SCAP is associated with sebaceous nevus in 30–75% of head-and-neck cases[11] and rarely is seen in the chest, limbs, breast, eyelids, axilla, scrotum, inguinal, and perineal areas.[12] It presents in three clinical types: (i) Plaque type (often linked to sebaceous nevus), (ii) linear type (resembling molluscum contagiosum), and (iii) solitary nodular type (dome-shaped or pedunculated papules with a crusted or friable surface).[13] SCAP is often described as arising from giant comedo and condyloma acuminata.[14] In our patient, SCAP developed from hypertrophic lesions of both groins, which is rather a rare site with identical histopathological features in both groins, emphasizing the rarity of this presentation.

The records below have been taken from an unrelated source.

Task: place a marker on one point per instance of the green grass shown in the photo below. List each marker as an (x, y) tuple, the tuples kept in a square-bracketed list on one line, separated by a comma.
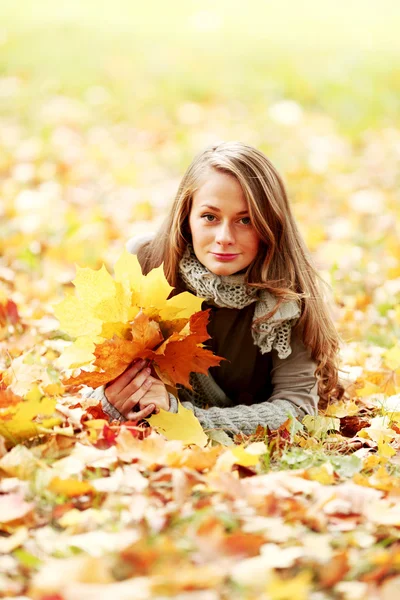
[(337, 58)]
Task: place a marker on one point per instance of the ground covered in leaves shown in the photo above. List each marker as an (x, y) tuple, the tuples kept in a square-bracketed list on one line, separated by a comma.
[(92, 509)]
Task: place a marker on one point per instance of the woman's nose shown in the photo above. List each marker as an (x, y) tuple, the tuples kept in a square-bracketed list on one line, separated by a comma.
[(224, 234)]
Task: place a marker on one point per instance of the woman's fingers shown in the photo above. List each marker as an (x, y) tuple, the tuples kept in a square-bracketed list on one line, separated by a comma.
[(141, 414), (120, 383), (139, 388)]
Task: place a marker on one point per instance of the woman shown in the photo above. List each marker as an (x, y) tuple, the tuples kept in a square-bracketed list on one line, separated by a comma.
[(231, 239)]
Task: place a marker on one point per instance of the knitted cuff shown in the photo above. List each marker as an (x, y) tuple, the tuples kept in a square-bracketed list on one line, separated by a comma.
[(109, 409)]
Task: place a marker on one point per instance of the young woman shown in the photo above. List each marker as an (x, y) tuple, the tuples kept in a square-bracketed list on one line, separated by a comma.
[(230, 238)]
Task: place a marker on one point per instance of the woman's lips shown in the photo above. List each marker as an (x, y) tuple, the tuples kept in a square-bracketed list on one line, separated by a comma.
[(224, 257)]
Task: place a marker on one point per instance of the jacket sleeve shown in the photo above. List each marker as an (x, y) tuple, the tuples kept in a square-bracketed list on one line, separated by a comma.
[(294, 395)]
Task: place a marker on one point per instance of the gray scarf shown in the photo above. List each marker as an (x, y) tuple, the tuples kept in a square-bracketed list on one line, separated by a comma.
[(230, 291)]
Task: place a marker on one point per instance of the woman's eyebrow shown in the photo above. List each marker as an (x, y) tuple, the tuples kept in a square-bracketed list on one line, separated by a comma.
[(242, 212)]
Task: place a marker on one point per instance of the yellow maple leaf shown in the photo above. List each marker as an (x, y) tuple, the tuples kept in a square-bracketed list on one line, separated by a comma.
[(297, 588), (182, 425), (98, 300), (342, 409), (384, 448), (150, 292)]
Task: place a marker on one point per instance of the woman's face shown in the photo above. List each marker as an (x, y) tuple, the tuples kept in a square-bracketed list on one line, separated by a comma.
[(224, 240)]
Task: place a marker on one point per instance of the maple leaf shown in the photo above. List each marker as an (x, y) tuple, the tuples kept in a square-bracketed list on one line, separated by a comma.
[(150, 292), (28, 417), (181, 354), (182, 425), (8, 313), (114, 356)]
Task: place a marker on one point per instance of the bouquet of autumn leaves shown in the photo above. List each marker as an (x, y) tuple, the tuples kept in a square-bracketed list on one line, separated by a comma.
[(116, 320)]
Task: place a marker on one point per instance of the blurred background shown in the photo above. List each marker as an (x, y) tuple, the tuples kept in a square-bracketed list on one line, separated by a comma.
[(103, 105)]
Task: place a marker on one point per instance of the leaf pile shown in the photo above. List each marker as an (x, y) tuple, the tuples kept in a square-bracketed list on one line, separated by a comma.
[(92, 509)]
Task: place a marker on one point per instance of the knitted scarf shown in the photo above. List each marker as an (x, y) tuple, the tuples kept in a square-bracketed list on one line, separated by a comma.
[(230, 291)]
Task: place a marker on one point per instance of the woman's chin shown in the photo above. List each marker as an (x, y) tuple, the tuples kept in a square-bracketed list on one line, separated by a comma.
[(222, 269)]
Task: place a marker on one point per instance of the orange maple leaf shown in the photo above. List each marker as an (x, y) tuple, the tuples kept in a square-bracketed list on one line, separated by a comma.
[(8, 313), (115, 355), (181, 354)]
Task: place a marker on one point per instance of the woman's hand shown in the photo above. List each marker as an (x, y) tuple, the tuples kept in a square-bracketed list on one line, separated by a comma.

Malignant transformation in SCAP is rare, with basal cell carcinoma (BCC) reported in approximately 10% of cases. Nodular SCAP can occasionally mimic BCC clinically. Isolated cases of verrucous carcinoma have been reported with SCAP. Several theories exist regarding the dysplastic transformation of SCAP. SCAP is apocrine in origin rather than eccrine, and pluripotent stem cells may be the source of such tumors. The exact reason is still unclear.[11] Few histologically confirmed cases of SCC developing in SCAP have been reported in the literature.[14] A Swedish cohort study conducted in 2024 showed a non-significant tendency for SCC and a significantly elevated risk for BCC in DD. Although rare, SCC in DD might go undiagnosed due to overlapping skin changes. Carcinogenesis may be triggered by ATP2A2 gene mutations affecting calcium regulation and keratinocyte adhesion, as well as by immunosuppressive treatments, trauma, and chronic inflammation.[15]

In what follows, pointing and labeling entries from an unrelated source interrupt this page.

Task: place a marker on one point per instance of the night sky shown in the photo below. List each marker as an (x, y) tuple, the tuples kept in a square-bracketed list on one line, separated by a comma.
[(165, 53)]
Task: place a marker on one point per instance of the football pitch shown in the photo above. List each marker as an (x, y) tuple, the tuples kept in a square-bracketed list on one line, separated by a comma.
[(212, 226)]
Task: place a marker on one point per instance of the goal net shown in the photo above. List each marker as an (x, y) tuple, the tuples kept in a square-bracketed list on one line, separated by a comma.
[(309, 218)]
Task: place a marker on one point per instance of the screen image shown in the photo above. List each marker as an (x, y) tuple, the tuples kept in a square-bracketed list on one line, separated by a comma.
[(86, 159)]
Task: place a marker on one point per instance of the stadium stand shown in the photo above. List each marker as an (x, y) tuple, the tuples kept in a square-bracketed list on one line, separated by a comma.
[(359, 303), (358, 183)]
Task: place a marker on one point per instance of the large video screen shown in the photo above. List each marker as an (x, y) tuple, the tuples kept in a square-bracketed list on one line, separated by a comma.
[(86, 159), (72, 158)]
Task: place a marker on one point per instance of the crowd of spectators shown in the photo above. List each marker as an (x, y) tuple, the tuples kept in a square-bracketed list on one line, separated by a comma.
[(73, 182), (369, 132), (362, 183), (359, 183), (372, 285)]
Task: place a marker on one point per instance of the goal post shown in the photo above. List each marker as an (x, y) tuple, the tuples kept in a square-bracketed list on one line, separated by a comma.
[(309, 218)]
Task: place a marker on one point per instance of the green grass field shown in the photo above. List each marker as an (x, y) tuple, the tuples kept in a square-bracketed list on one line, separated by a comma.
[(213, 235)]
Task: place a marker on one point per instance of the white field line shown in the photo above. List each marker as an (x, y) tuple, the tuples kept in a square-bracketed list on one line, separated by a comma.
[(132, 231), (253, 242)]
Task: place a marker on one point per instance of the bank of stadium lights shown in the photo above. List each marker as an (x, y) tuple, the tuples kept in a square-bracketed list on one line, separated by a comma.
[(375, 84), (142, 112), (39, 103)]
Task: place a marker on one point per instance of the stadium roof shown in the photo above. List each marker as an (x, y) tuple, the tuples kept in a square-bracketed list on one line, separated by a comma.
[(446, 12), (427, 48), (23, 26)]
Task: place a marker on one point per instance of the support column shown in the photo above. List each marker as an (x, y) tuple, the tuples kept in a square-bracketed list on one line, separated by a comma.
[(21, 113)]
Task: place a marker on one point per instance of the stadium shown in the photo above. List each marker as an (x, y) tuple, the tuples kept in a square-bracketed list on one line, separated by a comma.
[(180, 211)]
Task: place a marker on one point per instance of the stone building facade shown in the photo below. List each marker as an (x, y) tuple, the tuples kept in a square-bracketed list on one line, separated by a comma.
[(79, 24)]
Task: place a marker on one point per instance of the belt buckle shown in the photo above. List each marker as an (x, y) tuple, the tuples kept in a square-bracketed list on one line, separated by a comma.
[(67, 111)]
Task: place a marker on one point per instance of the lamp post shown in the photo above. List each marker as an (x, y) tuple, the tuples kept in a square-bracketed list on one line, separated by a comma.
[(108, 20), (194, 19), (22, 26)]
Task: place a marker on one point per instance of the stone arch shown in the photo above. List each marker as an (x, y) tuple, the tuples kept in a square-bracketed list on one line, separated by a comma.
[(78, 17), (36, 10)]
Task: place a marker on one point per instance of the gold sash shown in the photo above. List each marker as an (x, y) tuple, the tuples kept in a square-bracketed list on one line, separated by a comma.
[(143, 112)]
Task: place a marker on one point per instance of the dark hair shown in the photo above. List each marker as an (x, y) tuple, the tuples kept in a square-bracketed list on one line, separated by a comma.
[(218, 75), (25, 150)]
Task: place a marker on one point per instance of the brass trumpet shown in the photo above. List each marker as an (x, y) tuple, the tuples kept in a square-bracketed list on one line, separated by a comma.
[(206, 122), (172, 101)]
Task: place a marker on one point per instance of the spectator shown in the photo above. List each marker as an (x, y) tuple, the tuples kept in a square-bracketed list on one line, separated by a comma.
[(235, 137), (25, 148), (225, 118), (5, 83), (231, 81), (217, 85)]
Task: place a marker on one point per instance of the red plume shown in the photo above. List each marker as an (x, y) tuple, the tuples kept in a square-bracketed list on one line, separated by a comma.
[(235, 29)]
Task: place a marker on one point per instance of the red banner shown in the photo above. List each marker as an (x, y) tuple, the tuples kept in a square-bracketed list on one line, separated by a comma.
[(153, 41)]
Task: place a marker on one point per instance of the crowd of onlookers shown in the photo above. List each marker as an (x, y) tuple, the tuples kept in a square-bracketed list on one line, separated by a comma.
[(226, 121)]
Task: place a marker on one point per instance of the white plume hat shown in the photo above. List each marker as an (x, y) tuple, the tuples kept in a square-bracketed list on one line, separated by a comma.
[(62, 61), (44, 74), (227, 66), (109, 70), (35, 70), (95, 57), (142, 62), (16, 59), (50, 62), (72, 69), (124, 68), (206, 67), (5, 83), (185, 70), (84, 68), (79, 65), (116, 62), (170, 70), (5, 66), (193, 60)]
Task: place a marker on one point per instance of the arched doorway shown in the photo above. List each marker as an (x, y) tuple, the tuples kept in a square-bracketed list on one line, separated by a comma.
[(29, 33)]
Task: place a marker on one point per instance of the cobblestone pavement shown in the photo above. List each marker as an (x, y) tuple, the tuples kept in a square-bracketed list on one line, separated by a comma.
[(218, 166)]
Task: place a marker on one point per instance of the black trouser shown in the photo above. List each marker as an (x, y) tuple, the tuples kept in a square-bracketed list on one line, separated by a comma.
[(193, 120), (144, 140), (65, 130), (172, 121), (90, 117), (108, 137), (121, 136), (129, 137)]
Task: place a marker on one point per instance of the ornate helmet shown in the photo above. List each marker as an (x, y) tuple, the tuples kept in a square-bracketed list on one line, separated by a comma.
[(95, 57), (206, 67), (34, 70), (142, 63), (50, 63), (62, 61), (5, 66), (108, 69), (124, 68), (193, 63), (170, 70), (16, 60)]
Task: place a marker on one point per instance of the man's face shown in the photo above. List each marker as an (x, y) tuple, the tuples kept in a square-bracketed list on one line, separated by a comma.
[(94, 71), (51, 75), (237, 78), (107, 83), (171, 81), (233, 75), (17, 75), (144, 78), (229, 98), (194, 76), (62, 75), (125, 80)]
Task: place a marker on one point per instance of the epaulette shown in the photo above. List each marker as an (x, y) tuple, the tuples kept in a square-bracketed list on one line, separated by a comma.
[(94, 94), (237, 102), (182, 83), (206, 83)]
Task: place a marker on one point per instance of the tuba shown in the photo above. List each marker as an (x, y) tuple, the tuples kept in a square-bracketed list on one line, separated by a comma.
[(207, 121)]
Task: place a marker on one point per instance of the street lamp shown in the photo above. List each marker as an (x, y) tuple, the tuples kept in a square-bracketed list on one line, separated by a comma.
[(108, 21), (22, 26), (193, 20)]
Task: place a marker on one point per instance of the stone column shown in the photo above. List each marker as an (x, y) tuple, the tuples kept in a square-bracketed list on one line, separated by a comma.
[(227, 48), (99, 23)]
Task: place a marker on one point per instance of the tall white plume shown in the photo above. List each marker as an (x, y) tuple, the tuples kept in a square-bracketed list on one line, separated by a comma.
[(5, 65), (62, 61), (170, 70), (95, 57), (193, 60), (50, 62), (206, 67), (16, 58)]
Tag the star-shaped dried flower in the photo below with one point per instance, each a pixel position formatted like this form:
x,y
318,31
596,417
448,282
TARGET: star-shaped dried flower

In our patient, the coexistence of SCAP and SCC in the context of DD represents a rare and diagnostically challenging presentation. The presence of dysplastic cells and keratin pearls underscores the malignant transformation and highlights the need for long-term monitoring in DD.

CONCLUSION

This case presents a rare form of hypertrophic DD in the groin, complicated by coexisting SCAP and SCC. To the best of our knowledge, this combination has not been previously reported. This case highlights the importance of monitoring chronic or atypical lesions, especially those with vegetative growth.

Ethical approval:

The Institutional Review Board approval is not required.

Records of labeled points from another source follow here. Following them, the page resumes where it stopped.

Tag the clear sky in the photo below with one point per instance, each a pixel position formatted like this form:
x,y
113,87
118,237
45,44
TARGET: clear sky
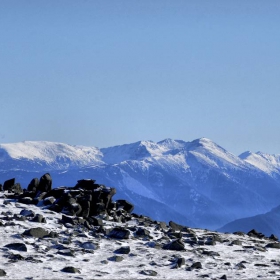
x,y
104,73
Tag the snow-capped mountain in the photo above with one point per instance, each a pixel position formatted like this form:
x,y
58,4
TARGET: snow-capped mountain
x,y
197,183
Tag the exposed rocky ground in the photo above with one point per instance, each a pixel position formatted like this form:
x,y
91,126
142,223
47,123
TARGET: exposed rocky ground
x,y
80,232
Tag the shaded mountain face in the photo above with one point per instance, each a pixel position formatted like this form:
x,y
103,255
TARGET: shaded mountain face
x,y
267,223
197,183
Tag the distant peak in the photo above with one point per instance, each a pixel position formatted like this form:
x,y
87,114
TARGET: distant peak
x,y
245,155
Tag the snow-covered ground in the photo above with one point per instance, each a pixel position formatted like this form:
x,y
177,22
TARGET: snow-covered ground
x,y
231,256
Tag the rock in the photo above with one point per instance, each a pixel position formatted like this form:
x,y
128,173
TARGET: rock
x,y
273,237
26,200
119,233
196,265
236,242
39,219
70,269
66,252
8,184
124,204
27,213
148,272
142,232
273,245
89,246
254,233
49,200
45,183
180,261
123,250
16,188
177,227
95,221
176,245
15,257
17,247
240,265
33,185
37,232
116,259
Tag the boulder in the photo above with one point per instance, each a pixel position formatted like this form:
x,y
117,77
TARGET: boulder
x,y
39,219
33,185
176,245
37,232
177,227
148,272
8,184
70,269
17,247
124,204
45,183
2,272
119,233
123,250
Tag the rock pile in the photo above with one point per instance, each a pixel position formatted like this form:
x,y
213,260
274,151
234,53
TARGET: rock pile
x,y
87,201
82,230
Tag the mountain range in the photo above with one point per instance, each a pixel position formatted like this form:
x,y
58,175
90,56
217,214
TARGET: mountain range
x,y
197,183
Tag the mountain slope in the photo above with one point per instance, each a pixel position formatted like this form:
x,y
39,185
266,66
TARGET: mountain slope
x,y
197,183
267,223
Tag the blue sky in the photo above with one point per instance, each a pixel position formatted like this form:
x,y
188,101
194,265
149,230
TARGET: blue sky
x,y
104,73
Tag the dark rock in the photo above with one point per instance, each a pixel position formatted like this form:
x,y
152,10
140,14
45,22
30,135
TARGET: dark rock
x,y
2,272
39,219
16,188
26,200
273,237
236,242
148,272
261,265
89,246
33,185
116,259
95,221
66,219
124,204
49,200
27,213
240,265
8,184
32,260
142,232
181,261
254,233
119,233
15,257
45,183
273,245
66,252
176,227
17,247
210,253
176,245
196,265
19,218
37,232
70,269
123,250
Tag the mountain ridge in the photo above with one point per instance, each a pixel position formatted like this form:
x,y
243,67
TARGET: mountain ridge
x,y
199,179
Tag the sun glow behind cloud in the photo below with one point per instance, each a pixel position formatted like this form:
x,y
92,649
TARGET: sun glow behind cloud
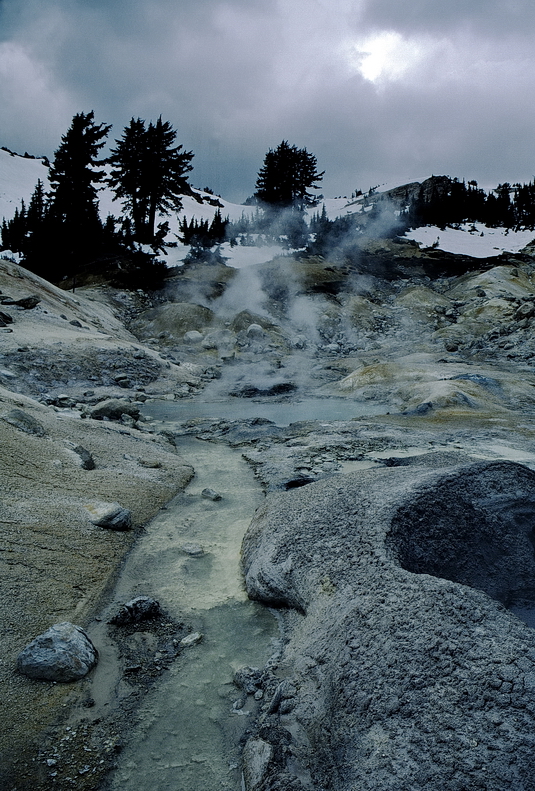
x,y
387,56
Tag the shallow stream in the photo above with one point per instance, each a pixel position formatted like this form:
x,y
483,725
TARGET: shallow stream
x,y
282,413
188,734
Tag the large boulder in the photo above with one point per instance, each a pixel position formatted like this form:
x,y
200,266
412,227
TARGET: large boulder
x,y
62,653
403,668
175,319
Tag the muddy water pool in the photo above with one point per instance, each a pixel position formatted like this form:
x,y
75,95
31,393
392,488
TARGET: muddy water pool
x,y
188,733
282,413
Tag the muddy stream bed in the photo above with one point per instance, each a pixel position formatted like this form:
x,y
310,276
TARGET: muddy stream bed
x,y
185,735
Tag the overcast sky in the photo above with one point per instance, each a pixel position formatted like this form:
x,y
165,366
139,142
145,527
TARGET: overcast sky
x,y
379,90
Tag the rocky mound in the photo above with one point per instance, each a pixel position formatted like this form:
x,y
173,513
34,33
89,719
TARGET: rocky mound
x,y
400,671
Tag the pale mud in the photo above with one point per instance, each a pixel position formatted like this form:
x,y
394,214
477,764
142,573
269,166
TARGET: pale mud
x,y
450,360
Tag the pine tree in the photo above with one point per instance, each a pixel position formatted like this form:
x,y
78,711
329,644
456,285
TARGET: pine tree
x,y
286,177
149,174
73,175
72,219
127,173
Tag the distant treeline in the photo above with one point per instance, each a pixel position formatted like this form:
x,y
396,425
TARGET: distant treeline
x,y
445,201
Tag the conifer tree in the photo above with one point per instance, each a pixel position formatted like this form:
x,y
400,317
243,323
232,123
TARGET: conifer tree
x,y
149,174
286,177
73,175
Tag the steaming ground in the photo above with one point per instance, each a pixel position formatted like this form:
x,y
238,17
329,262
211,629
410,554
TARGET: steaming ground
x,y
430,353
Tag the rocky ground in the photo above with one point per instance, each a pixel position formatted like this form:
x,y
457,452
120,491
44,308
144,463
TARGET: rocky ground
x,y
445,343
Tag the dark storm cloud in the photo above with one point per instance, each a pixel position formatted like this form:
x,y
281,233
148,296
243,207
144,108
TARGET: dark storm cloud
x,y
378,90
488,17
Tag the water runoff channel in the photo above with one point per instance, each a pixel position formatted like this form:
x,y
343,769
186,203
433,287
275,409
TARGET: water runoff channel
x,y
187,734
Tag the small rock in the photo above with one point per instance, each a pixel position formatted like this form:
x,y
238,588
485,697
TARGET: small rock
x,y
257,755
210,494
62,653
114,409
139,609
193,336
110,515
191,639
255,331
88,463
248,679
195,550
24,422
128,420
26,302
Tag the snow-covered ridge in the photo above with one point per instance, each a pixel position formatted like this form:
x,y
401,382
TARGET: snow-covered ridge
x,y
19,175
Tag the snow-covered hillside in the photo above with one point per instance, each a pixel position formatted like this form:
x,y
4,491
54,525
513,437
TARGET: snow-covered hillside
x,y
19,175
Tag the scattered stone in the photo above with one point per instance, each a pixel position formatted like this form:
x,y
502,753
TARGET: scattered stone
x,y
255,331
249,679
210,494
62,653
139,609
193,336
257,755
114,409
195,550
191,639
88,462
28,303
112,516
24,422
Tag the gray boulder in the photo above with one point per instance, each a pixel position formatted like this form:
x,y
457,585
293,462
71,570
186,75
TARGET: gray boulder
x,y
24,422
409,673
114,409
142,608
110,515
210,494
62,653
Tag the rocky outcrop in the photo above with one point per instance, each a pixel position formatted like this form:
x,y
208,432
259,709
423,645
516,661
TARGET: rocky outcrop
x,y
62,653
403,668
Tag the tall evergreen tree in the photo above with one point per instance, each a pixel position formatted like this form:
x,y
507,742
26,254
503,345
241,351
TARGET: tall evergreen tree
x,y
287,175
73,175
127,173
149,174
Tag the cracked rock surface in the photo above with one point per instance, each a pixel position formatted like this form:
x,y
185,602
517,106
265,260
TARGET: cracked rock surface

Declaration of patient consent:

The authors certify that they have obtained all appropriate patient consent.

Conflicts of interest:

Dr. Najeeba Riyaz is on the editorial board of the Journal.

Use of artificial intelligence (AI)-assisted technology for manuscript preparation:

The authors confirm that there was no use of artificial intelligence (AI)-assisted technology for assisting in the writing or editing of the manuscript and no images were manipulated using AI.

Financial support and sponsorship: Nil.